Tyler was one of about 73 youth who are members of Explorer troops, who attended the camp. The roster of participants included a few from St. Lucie, Indian River and Martin counties.
Sal Anicita, who advises the Explorer troop for the St. Lucie County Sheriff's Office, said he believes youth, ages 14 to 21, crave discipline and structure. And that's what they get at camp, he said.
The youth experience many of the activities as the law enforcement academy for adults. That includes a rope course, rock climbing and firearms instruction, he said.
"It's the same basic type of stuff," Deputy Anicita added.
It provides good training for those interested in going into law enforcement or the military, he said.
"The biggest thing they learn here is respect," he said.
Jason Howard, a detective with the Martin County Sheriff's Office, said he believes one of the best skills they gain by participating is teamwork.

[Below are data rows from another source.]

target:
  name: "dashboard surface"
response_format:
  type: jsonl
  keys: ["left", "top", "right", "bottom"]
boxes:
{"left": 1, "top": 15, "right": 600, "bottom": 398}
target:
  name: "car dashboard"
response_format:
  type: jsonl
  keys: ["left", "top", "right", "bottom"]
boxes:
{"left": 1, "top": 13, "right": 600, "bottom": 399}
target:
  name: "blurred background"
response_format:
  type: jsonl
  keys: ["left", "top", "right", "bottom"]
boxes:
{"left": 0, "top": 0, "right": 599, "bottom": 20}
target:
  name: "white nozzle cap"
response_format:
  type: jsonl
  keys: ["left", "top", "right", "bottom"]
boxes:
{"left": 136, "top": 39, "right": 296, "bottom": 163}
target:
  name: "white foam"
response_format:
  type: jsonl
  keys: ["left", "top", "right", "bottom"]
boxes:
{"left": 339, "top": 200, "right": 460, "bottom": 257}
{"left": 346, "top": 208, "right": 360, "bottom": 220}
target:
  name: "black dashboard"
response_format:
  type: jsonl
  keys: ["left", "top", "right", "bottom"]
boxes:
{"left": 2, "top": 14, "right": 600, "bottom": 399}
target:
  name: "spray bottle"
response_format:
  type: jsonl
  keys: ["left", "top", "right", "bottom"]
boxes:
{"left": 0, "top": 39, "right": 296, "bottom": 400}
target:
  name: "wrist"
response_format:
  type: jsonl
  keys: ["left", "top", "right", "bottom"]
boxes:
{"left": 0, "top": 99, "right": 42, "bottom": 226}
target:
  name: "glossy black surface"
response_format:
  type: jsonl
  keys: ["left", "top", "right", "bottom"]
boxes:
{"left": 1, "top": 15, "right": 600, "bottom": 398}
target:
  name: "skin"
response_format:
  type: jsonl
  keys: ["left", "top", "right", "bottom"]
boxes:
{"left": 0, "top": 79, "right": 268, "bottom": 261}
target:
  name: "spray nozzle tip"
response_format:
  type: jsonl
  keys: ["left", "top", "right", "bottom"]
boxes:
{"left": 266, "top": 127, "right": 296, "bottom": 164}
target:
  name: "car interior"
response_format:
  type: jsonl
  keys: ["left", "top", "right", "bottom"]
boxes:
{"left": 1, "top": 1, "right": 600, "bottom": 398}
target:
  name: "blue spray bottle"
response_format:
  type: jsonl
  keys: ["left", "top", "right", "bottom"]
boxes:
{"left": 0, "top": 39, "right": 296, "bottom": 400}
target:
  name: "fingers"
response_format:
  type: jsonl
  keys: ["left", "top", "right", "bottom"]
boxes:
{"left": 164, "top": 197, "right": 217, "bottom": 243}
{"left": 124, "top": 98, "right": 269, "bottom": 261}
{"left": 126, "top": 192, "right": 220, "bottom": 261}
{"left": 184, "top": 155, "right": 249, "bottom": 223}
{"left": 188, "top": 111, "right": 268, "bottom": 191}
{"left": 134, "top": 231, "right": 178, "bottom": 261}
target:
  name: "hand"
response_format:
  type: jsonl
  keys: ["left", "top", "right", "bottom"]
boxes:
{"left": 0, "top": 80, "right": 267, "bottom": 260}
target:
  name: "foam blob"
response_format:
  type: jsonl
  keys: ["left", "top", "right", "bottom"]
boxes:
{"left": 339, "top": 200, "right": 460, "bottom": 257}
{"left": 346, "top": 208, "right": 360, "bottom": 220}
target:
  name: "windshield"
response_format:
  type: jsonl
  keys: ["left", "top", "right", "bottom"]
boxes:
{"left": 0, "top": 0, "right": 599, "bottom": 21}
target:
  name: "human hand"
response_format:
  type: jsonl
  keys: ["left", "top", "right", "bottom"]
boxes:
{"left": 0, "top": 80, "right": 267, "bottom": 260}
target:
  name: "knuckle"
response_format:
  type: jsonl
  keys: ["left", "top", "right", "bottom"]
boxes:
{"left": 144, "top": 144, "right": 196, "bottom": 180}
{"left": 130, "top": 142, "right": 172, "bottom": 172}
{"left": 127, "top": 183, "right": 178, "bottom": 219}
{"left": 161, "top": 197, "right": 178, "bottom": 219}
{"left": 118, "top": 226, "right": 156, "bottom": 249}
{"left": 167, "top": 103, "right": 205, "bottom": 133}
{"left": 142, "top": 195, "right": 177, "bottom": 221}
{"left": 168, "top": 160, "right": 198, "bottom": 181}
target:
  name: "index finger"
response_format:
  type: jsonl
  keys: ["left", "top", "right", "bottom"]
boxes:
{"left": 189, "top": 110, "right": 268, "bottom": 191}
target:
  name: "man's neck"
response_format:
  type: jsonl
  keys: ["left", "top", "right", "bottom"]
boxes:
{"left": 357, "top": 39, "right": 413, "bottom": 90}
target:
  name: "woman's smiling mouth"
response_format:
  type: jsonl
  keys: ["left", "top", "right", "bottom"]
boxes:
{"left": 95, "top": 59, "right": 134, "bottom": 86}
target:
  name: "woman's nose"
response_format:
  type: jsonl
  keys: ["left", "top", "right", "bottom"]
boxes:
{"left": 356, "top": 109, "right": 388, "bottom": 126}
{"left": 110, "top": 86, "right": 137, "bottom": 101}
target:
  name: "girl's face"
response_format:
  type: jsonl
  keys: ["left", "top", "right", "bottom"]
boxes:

In at least one way, the environment is a far cry from that experienced by most teenagers.
They don't have computers, ipods or cell phones, Deputy Anicita said.
Nor can they call their parents or friends, he said.
"The parents trust me that I'm not going to let anything happen to the kids," he said.
When the students first come to the camp, the staff take them down a notch, making them feel that they can't do anything right, Deputy Anicita said.
"Then we start building them back up," he said. "By the last day, these kids are pumped up."
And by the end of the session, the youth say they've enjoyed the experience, he said.
Landaol Brown, 15, a student from Vero Beach, said he believes the discipline will help him, as he plans to enter the U.S. Marines after school.
He said he liked the gun range, swimming and meals the best at the camp.
The camp is about 70 percent male and 30 percent female.
But Cristaly Mercado, 17, a Port St. Lucie High School student, said she doesn't mind being outnumbered by the boys.
"Most of my family is guys," she said.
She said she liked the discipline and training, the most and sand flies the least.
Cristaly plans to become an FBI agent, she said.
Juster Maglonzo, 14, a Martin County student, said working with his teammates is the best part of the camp.
Although he plans to become a teacher, entering law enforcement is a backup option, he said.
Austin Haberkkorn, a student from Port St. Lucie, who is a member of the Explorers in Martin County, plans to become a law enforcement officer.
"I think it (the camp and its discipline) is going to help us in the long run when we're actual cops and when we're out there and we're doing what cops do," he said.